Project description:Despite very restricted gene exchange between Escherichia coli and Salmonella typhimurium, both species harbor several of the same classes of insertion sequences. To determine whether the present-day distribution of these transposable elements is due to common ancestry or to horizontal transfer, we determined the sequences of IS1 and IS200 from natural isolates of S. typhimurium and E. coli.
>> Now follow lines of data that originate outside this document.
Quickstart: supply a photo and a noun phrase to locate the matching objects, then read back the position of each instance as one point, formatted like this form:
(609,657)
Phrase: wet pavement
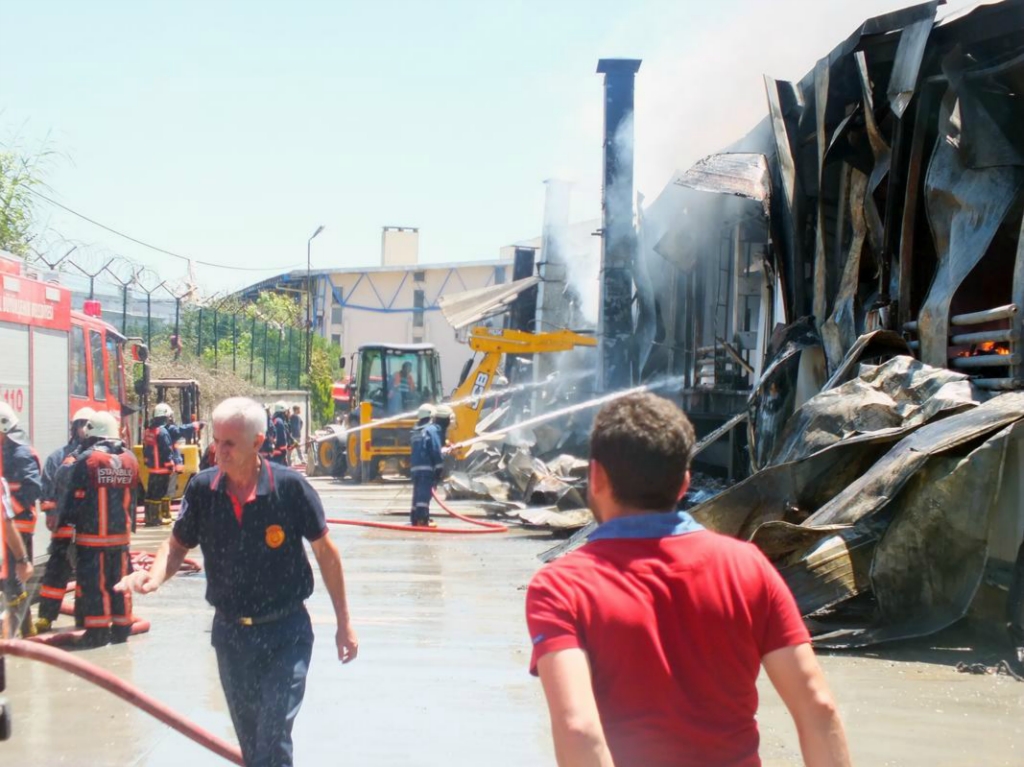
(441,675)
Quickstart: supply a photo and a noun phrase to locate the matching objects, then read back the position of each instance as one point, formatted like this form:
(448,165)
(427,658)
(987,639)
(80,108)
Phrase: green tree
(18,174)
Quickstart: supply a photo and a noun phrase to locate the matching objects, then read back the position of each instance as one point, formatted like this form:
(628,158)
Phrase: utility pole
(309,301)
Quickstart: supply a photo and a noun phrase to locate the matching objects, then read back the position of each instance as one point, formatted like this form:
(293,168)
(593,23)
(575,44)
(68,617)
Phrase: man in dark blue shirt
(295,427)
(250,517)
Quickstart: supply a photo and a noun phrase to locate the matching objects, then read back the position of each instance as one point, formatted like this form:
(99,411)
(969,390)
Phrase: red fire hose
(482,526)
(129,693)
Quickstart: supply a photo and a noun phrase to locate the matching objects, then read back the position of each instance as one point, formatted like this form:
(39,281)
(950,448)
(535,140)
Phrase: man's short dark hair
(643,442)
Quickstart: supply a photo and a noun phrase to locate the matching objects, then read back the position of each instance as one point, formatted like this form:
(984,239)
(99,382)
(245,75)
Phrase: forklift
(184,393)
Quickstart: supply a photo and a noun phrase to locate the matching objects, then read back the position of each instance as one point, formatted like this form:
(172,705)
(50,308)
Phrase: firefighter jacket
(158,451)
(19,466)
(98,495)
(426,441)
(51,469)
(281,436)
(185,431)
(269,439)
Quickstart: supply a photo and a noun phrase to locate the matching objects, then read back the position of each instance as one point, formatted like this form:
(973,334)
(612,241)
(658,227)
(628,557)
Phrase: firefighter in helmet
(427,463)
(161,462)
(19,466)
(443,418)
(282,434)
(58,566)
(97,500)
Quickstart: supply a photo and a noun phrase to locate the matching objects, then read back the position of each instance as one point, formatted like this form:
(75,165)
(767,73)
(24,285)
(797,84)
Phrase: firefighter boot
(153,513)
(43,625)
(93,638)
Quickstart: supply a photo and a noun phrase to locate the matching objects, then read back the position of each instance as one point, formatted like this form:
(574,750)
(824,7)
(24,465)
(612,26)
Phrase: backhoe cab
(393,380)
(390,382)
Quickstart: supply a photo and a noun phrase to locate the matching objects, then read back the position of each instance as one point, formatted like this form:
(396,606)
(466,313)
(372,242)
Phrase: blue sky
(228,130)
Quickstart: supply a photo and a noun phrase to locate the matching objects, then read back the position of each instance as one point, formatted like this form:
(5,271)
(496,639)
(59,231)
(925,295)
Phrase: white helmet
(101,425)
(83,414)
(8,419)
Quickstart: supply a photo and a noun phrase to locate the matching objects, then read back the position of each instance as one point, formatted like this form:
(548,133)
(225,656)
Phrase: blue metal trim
(352,291)
(397,291)
(360,307)
(376,292)
(441,289)
(649,525)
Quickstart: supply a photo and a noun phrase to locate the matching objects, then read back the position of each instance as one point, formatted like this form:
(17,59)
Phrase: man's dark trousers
(423,486)
(263,673)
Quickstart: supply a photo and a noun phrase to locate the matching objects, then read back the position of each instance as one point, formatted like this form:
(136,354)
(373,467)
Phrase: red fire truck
(54,359)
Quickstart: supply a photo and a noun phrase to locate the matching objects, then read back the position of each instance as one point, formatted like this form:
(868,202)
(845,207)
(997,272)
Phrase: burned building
(856,286)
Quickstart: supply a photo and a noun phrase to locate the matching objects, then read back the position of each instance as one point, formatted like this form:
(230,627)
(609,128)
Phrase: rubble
(524,486)
(885,485)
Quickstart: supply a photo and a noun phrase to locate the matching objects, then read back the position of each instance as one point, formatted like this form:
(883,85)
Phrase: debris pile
(877,499)
(510,481)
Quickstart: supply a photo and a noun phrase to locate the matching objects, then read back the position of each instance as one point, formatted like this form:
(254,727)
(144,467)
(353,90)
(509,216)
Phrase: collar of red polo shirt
(264,484)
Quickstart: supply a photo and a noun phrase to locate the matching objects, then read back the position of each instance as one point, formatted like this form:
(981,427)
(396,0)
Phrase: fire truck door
(49,387)
(14,371)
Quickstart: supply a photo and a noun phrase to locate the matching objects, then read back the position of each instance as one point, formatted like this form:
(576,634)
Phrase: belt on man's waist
(266,618)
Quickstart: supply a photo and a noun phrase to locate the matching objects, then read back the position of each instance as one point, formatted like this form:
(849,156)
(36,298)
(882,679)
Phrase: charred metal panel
(966,206)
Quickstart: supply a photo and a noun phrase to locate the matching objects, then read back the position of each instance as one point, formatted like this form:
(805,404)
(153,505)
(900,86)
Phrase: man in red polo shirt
(648,640)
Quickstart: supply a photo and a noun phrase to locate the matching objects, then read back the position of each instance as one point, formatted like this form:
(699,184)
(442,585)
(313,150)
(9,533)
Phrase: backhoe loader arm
(480,379)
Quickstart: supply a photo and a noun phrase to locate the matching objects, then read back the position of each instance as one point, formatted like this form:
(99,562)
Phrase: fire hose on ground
(43,648)
(40,648)
(482,526)
(101,678)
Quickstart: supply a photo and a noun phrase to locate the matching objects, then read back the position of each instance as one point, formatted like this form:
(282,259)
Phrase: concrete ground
(441,675)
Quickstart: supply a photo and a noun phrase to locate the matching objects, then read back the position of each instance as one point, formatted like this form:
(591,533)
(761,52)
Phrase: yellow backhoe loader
(393,380)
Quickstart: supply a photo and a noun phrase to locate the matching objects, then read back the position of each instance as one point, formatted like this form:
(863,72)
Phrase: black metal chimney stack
(619,240)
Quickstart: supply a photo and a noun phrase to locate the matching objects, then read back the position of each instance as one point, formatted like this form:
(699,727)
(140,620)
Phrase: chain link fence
(174,325)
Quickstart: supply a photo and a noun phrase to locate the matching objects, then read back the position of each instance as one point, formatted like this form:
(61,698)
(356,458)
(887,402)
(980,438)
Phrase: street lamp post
(309,304)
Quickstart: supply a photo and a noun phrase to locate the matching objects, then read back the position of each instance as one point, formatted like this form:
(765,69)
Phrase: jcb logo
(479,387)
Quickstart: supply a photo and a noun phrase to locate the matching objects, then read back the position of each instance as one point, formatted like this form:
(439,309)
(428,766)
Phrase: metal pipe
(266,351)
(985,336)
(987,315)
(199,335)
(309,303)
(252,348)
(998,384)
(985,360)
(617,238)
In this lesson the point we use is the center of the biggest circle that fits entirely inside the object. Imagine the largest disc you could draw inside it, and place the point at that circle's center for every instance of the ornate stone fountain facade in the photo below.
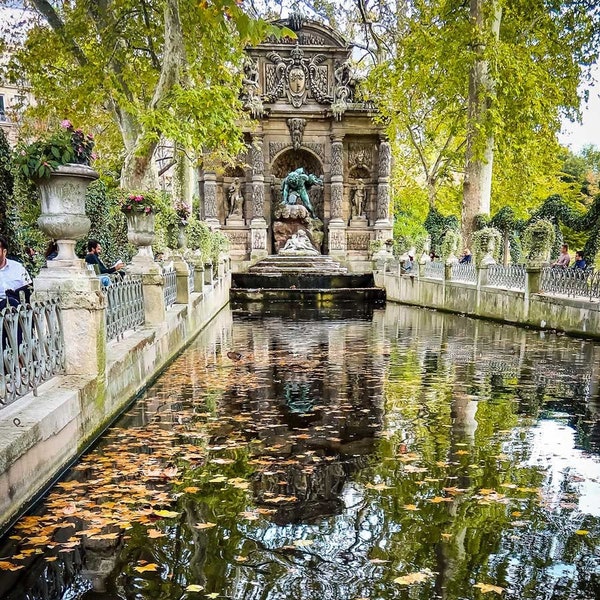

One strain of S. typhimurium harbored an IS1 element identical to that originally recovered from E. coli, suggesting that the element was recently transferred between these two species. The level of sequence divergence between copies of IS200 from E. coli and S. typhimurium ranged from 9.5 to 10.7%, indicating that IS200, unlike IS1, has not been repeatedly transferred between these enteric species since E. coli and S. typhimurium diverged from a common ancestor. Levels of variability in IS1 and IS200 for strains of E. coli and S. typhimurium show that each class of insertion sequence has a characteristic pattern of transposition within and among host genomes.